How do you resolve the conflict between political short-termism and an industry that works on long-term planning? I suspect that most farmers have given up trying to factor government policy into their plans, given the lack of detail around the introduction of ELMS, the lump sum exit scheme and the delinked payments, and are just getting on with it.
The first tangible sign of how the future might look starts this autumn with the Sustainable Farming Incentive pilot (although expressions of interest in taking part has fallen well short of Defra’s target of 5000). The scheme roll out is planned to start in 2022 but long crop rotation and livestock breeding cycles may mean that farming businesses will not be able to take immediate advantage of it when it becomes more widely available.
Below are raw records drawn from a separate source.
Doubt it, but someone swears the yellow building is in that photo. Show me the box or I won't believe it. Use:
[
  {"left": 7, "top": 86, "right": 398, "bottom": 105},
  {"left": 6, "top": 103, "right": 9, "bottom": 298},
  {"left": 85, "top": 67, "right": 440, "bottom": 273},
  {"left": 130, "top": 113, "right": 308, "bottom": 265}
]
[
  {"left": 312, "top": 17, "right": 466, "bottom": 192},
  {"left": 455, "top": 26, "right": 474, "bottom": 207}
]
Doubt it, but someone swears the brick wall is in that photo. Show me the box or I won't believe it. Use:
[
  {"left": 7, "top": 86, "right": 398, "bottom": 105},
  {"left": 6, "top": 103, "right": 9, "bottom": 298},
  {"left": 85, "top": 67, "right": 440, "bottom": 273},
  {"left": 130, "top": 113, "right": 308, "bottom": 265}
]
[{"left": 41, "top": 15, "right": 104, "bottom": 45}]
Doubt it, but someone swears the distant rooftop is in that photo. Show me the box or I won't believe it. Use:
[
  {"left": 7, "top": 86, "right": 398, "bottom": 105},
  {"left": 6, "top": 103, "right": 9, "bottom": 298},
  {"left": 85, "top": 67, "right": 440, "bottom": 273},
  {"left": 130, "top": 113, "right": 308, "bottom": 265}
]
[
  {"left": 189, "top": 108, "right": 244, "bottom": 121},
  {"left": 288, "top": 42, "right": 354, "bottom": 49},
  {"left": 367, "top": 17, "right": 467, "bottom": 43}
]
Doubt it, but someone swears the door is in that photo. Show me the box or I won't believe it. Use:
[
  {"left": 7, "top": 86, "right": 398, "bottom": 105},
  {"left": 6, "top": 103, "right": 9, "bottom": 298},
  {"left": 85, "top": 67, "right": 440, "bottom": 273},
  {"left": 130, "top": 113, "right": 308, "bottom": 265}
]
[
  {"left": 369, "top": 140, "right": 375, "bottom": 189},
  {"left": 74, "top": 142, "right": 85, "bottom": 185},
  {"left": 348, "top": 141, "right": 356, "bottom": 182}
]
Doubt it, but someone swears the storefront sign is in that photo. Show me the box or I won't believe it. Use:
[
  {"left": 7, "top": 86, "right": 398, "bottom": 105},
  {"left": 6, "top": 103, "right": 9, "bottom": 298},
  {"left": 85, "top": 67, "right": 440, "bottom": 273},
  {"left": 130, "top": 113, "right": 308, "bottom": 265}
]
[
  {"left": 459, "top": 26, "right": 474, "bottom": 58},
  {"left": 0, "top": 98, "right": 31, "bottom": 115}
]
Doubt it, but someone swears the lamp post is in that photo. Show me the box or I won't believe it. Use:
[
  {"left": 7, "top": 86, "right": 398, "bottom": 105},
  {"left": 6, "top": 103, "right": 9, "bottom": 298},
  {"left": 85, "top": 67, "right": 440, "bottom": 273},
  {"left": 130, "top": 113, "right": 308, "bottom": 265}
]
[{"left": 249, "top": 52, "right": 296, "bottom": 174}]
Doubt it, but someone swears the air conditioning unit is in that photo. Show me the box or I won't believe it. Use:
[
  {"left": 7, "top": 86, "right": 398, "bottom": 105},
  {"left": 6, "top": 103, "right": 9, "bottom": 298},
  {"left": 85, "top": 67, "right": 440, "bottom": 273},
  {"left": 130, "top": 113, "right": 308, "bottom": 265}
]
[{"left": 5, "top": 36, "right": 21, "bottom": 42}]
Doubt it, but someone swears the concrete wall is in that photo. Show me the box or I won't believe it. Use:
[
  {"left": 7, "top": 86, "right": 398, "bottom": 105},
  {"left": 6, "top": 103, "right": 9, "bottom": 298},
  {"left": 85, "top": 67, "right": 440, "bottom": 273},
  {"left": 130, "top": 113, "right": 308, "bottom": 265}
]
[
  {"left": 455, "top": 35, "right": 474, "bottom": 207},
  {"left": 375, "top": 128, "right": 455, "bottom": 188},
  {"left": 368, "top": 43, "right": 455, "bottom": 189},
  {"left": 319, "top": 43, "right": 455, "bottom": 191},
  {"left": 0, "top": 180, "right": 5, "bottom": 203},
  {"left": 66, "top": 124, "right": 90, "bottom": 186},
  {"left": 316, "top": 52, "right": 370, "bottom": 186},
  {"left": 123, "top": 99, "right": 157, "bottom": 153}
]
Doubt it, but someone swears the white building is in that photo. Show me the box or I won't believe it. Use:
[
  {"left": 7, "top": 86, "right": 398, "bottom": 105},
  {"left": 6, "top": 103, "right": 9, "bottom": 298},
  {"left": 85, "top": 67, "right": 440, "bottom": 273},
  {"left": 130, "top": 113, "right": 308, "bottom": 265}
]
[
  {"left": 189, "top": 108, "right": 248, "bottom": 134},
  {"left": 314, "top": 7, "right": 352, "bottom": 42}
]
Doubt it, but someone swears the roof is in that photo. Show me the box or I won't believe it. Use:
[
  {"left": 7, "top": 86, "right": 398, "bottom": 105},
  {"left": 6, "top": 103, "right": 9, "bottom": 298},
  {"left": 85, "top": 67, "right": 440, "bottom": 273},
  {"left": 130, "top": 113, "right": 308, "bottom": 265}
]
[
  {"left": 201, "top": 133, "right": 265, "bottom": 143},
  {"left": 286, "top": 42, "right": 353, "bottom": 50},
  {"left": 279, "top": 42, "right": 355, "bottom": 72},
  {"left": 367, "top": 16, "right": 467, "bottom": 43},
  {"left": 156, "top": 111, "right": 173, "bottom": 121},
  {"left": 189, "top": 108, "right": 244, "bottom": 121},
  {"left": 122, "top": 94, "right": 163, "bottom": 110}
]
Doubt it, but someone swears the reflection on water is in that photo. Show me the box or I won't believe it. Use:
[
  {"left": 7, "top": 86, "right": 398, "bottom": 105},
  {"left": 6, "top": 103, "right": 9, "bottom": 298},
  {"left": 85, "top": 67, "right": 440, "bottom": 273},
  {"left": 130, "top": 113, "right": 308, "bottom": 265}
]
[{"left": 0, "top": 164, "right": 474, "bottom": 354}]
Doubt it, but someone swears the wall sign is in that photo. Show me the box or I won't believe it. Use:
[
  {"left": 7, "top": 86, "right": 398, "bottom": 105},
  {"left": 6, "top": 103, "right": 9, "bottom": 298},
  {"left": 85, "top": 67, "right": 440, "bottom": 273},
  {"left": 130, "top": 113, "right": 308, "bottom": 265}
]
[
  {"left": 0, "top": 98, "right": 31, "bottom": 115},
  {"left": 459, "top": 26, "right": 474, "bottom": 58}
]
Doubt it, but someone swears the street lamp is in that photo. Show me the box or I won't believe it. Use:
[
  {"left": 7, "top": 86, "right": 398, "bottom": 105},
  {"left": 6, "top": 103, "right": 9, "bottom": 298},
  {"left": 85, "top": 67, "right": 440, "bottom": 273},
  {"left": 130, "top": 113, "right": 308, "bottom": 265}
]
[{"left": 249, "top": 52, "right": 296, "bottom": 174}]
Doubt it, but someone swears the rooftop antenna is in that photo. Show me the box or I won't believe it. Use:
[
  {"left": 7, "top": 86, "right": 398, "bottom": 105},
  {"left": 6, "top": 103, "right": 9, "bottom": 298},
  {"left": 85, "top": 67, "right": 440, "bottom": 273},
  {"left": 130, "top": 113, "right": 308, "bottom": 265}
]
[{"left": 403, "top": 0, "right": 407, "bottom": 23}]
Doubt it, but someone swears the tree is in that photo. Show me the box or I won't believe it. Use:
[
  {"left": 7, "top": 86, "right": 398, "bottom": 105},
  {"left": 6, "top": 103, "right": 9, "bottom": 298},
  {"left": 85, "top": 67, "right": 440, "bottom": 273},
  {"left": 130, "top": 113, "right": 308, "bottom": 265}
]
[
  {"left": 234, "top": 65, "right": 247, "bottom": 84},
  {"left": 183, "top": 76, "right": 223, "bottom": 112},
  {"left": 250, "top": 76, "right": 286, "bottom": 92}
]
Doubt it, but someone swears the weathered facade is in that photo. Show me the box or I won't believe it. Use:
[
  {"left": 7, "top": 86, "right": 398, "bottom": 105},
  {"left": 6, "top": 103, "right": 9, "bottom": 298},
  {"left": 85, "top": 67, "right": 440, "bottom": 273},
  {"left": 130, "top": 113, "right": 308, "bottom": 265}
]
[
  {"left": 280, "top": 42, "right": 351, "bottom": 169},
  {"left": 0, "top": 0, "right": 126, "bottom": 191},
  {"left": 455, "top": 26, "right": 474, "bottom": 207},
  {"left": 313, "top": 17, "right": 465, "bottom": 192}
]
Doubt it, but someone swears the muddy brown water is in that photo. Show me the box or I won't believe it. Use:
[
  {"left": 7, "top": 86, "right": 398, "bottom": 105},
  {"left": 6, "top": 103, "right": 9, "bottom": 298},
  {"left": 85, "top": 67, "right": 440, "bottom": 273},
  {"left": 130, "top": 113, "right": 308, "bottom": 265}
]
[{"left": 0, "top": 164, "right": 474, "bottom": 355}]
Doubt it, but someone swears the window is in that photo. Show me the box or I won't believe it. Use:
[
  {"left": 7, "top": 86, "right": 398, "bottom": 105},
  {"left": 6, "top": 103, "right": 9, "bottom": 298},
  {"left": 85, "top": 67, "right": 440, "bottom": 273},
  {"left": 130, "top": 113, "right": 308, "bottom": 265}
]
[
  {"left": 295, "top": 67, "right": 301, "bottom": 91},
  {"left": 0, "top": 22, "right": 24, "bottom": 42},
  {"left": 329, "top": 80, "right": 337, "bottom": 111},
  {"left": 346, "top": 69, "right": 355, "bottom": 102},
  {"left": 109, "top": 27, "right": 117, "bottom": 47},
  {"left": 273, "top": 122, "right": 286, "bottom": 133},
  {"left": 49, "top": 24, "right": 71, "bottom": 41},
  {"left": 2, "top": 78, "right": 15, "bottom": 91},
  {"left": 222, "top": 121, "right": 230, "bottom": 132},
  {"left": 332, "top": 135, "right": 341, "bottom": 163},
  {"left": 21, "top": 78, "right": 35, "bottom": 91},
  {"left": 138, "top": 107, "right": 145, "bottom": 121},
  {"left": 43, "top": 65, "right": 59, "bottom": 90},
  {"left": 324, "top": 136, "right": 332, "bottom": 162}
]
Inevitably, with BPS gradually tapering off, some businesses will be left with a shortfall in income.
Plugging the gap
As the phasing out of the BPS really starts in earnest next year, most calculations (based on indicative Defra figures) seem to indicate that the gap between ELMS payments and the income received under the old BPS is likely to be substantial – and not in the right direction. This matters as, on average, subsidies represent the profit for many farming businesses. Farm incomes may also be further impacted by the outcome of various trade deals as the limited ability of the Trade & Agriculture Commission to influence the Secretary of State’s negotiations with countries with lower food production and husbandry standards than Britain, becomes apparent.
The likely shortfall means that farmers must get to grips with the mechanics of their business now by reviewing how they are structured; how the farming assets are owned; profit and loss; cash flow; and where productivity gains, such as reducing inputs and using more technology, can be made. Additional grant schemes are also coming on line including the Farming Resilience Fund, which has awarded grants to 19 organisations so they can advise current recipients of the BPS, free of charge, and the £17.5m Farming Innovation Programme which opened in October.
Diversification into non-farming activities is increasing as businesses capitalise on a captive, and more-environmentally aware, population that has (largely) holidayed in the UK this year. Choosing the right path to diversification will depend on the plan for the rest of the farm and on having the right structure in place to support any new business venture. Diversifying does bring challenges: tenants are likely to need their landlord’s permission before making infrastructure changes; planning permission may also be needed; and tax considerations may also play a part in the decision-making process.
Plan to stay viable
Business planning is on the lips of every consultant, professional adviser and industry representative. Even the press is involved: Farmers Weekly has created a Transition Hub complete with various resources to help farmers prepare for the phasing out of BPS, including recording the experience of farmers who are actively grappling with how to bridge their post-BPS income gap.
Not all farms undertake a formal business planning exercise; as a result, many farming businesses continue doing the same thing from one year to the next, largely out of habit, without proper regard for the business’ future viability. In our experience this often leads to inter-generational tension as younger members of the family want to introduce new techniques that sit uncomfortably with the more risk-averse approach of senior family members who are more inclined to ‘asset protect’. Ultimately everyone in the business wants it to thrive but resolving the stand-off may require the involvement of an experienced third party to help arrive at a mutually satisfactory outcome.
Fail to plan, plan to fail
This well-worn adage has never been truer for the farming industry. Although many aspects of farming are out of farmers’ direct control (climate, political decisions, market prices etc), all farmers need to understand the health of their business so they can make informed decisions about their future. There is no doubt that the government incentive to encourage older farmers to retire may suit some; for others, dealing with succession will become urgent; and for others, restructuring the business to accommodate alternative income streams will be the priority. Regardless of the route chosen, the legal and financial implications of any decision must be factored in if the law of unintended consequences is to be avoided.